In recent years, however, fiber-reinforced composite materials have gained a lot of attention, and their applications have been subdivided into various fields, requiring molding materials with excellent moldability, handleability, and mechanical properties of the resulting molded products. In addition, industrially higher economic efficiency and productivity have become necessary. For example, by increasing the low molecular weight impregnation property, reducing the process load, proposing a molding material with higher heat resistance, and improving the fiber dispersibility during molding, the fiber length It has become necessary to develop a wide variety of technologies, such as further increasing the mechanical properties and further improving the surface appearance.
Japanese Patent Laid-Open No. 10-138379

  The present invention attempts to improve the problems of the prior art, and in a molding material composed of a continuous reinforcing fiber bundle and a thermoplastic resin, molding is performed by using a thermoplastic resin having better impregnation into the reinforcing fiber bundle. Without impairing the economy and productivity in the process of manufacturing the material, and when performing injection molding, the dispersion of the reinforcing fiber in the molded product is good, and the fluidity and handleability are excellent. An object of the present invention is to provide a molding material capable of easily producing a molded product having characteristics.

The present invention for solving such problems has the following configuration. That is,
(1) Polyarylene sulfide prepolymer (B) 0 containing 1 to 50% by weight of continuous reinforcing fiber bundle (A), containing at least 50% by weight of cyclic polyarylene sulfide and having a weight average molecular weight of less than 10,000 A molding material comprising 1 to 10% by weight and 40 to 98.9% by weight of a thermoplastic resin (C), wherein a composite comprising the component (A) and the component (B) is mixed with the component (C ) Is a molding material.

  (2) Molding material as described in (1) whose melting | fusing point of the said component (B) is 100-250 degreeC.

  (3) The molding material according to any one of (1) and (2), wherein the component (A) contains at least 10,000 single carbon fibers.

  (4) The molding material according to any one of (1) to (3), wherein the component (C) is at least one selected from a polyamide resin, a polyester resin, and a polyphenylene sulfide resin.

  (5) The component (A) is arranged substantially parallel to the axial direction, and the length of the component (A) is substantially the same as the length of the molding material (1) to (4) The molding material in any one of.
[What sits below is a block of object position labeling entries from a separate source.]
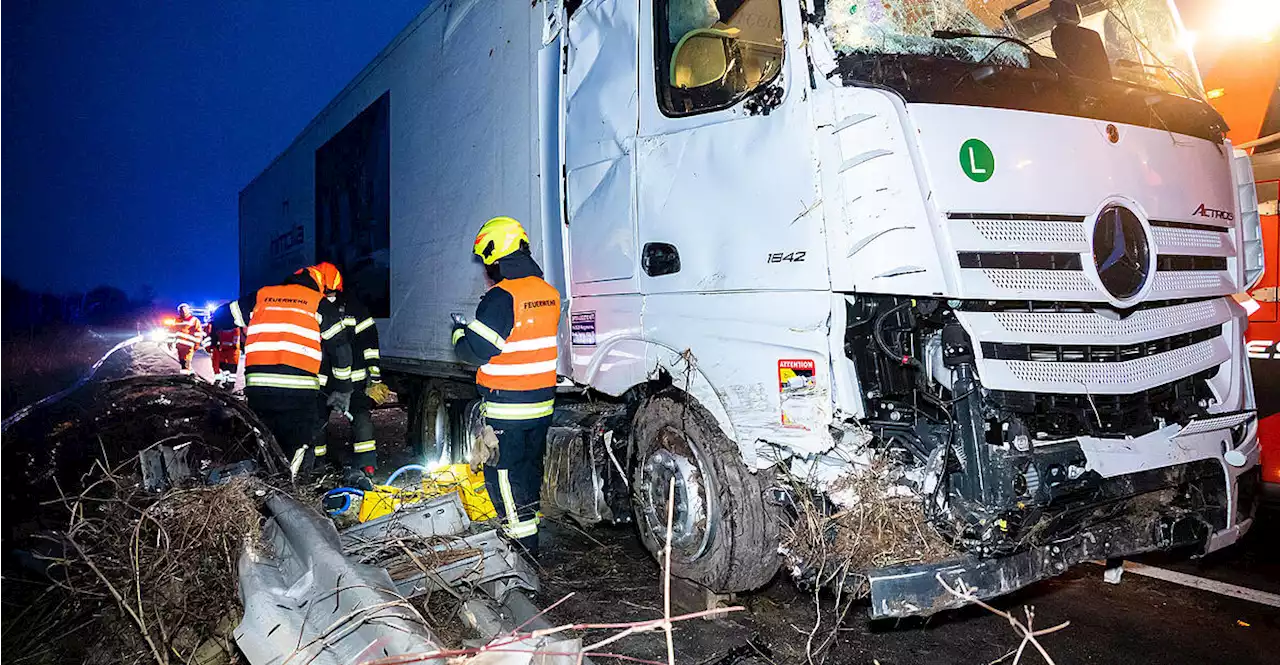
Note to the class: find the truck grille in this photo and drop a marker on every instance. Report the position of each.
(997, 351)
(1066, 414)
(1052, 251)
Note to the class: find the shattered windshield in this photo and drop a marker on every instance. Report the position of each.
(1132, 41)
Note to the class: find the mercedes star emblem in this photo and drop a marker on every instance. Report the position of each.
(1121, 252)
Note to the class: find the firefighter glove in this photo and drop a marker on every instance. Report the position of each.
(339, 402)
(378, 391)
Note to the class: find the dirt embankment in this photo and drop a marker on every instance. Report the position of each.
(39, 363)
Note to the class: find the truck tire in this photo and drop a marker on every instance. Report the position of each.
(434, 426)
(725, 532)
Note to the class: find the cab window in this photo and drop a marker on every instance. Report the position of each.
(712, 54)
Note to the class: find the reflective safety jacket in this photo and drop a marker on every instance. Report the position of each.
(291, 329)
(225, 343)
(187, 331)
(362, 334)
(512, 339)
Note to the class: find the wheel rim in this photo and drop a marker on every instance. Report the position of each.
(673, 458)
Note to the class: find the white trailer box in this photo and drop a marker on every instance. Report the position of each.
(986, 248)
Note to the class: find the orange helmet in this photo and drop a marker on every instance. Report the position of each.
(325, 275)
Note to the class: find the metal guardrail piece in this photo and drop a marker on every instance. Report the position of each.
(453, 556)
(306, 602)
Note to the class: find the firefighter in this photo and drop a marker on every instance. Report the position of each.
(187, 334)
(512, 340)
(225, 344)
(366, 380)
(291, 329)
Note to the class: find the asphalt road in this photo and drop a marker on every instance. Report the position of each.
(1138, 620)
(612, 578)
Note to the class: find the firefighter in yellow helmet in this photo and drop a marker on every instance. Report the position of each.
(512, 342)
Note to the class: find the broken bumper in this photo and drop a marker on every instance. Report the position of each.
(1150, 519)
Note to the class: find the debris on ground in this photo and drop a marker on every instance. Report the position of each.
(876, 523)
(136, 577)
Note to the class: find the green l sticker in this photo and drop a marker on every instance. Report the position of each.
(977, 160)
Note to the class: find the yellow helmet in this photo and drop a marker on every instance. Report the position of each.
(499, 237)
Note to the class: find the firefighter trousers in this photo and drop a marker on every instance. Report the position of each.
(184, 354)
(364, 445)
(515, 482)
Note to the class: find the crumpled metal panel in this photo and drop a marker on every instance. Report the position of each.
(599, 145)
(307, 602)
(479, 560)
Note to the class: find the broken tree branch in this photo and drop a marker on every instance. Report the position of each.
(1028, 633)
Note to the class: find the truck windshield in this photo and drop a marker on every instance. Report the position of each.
(1138, 42)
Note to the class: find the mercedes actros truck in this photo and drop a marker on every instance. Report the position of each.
(991, 242)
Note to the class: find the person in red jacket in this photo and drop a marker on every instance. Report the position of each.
(224, 345)
(187, 334)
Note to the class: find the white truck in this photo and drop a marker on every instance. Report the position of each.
(995, 241)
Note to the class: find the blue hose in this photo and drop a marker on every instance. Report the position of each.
(402, 469)
(346, 494)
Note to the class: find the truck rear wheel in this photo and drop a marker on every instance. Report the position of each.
(725, 528)
(434, 427)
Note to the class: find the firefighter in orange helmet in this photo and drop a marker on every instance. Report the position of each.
(291, 330)
(187, 334)
(512, 340)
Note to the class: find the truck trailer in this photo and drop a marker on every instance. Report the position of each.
(990, 246)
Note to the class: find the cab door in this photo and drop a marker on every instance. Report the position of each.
(600, 119)
(726, 189)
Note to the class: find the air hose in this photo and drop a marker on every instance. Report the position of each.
(402, 469)
(346, 492)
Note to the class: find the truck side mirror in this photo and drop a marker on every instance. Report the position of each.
(702, 58)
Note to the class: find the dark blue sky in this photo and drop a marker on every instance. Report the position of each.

  (6) The complex composed of the component (A) and the component (B) has a core structure, and the component (C) has a core-sheath structure covering the periphery of the complex. Molding material.

  (7) The molding material according to (6), wherein the molding material is in the form of long fiber pellets.

  (8) The molding material in any one of (1)-(7) whose length exists in the range of 1-50 mm.

  By using the molding material of the present invention, the economics and productivity of the obtained molded product are further improved, and the dispersion of reinforcing fibers in the molded product is good when performing injection molding, and the mechanical properties are excellent. A molded product can be manufactured easily.

  The molding material of the present invention comprises a continuous reinforcing fiber bundle (A), a polyarylene sulfide prepolymer (B), and a thermoplastic resin (C). First, each component will be described.

  The reinforcing fiber used in the present invention is not particularly limited, but carbon fiber, glass fiber, aramid fiber, boron fiber, alumina fiber, mineral fiber, silicon carbide fiber and the like can be used, and two or more of these fibers are mixed. You can also.

  In particular, carbon fibers are preferable from the viewpoint of excellent specific strength and specific rigidity, and improving the mechanical properties of the molded product. Among these, from the viewpoint of obtaining a molded article having a light weight, high strength, and high elastic modulus, it is preferable to use carbon fibers, and it is particularly preferable to use carbon fibers having a tensile elastic modulus of 200 to 700 GPa. Furthermore, carbon fibers and reinforcing fibers coated with metal have high conductivity, and thus have the effect of improving the conductivity of the molded product. For example, for housing applications such as electronic devices that require electromagnetic shielding properties. Is particularly preferred.

  As a more preferred embodiment of the carbon fiber, the amount of surface functional groups (O / C), which is the ratio of the number of atoms of oxygen (O) and carbon (C) on the fiber surface measured by X-ray photoelectron spectroscopy, is 0. The range is from 0.05 to 0.4. The higher the O / C, the greater the functional group amount on the carbon fiber surface, and the higher the adhesiveness with the matrix resin. On the other hand, if O / C is too high, there is a concern about the destruction of the crystal structure on the surface of the carbon fiber. Within the preferable range of O / C, it is possible to obtain a molded product particularly excellent in the balance of mechanical properties.

The surface functional group amount (O / C) is determined by the following procedure by X-ray photoelectron spectroscopy. First, the carbon fibers from which the sizing agent and the like have been removed with a solvent are cut and spread and arranged on a copper sample support, and then the photoelectron escape angle is set to 90 °, MgK _α1,2 is used as the X-ray source, and the sample chamber Keep the inside at 1 × 10 ⁻⁸ Torr. As a correction of the peak accompanying charging during measurement, the kinetic energy value (KE) of the main peak of C1S is adjusted to 969 eV. The C1S peak area is the K.S. E. Is obtained by drawing a straight base line in the range of 958 to 972 eV. The O1S peak area E. It is obtained by drawing a straight base line in the range of 714 to 726 eV. Here, the surface functional group amount (O / C) is calculated as an atomic ratio from the ratio of the O1S peak area to the C1S peak area using a sensitivity correction value unique to the apparatus.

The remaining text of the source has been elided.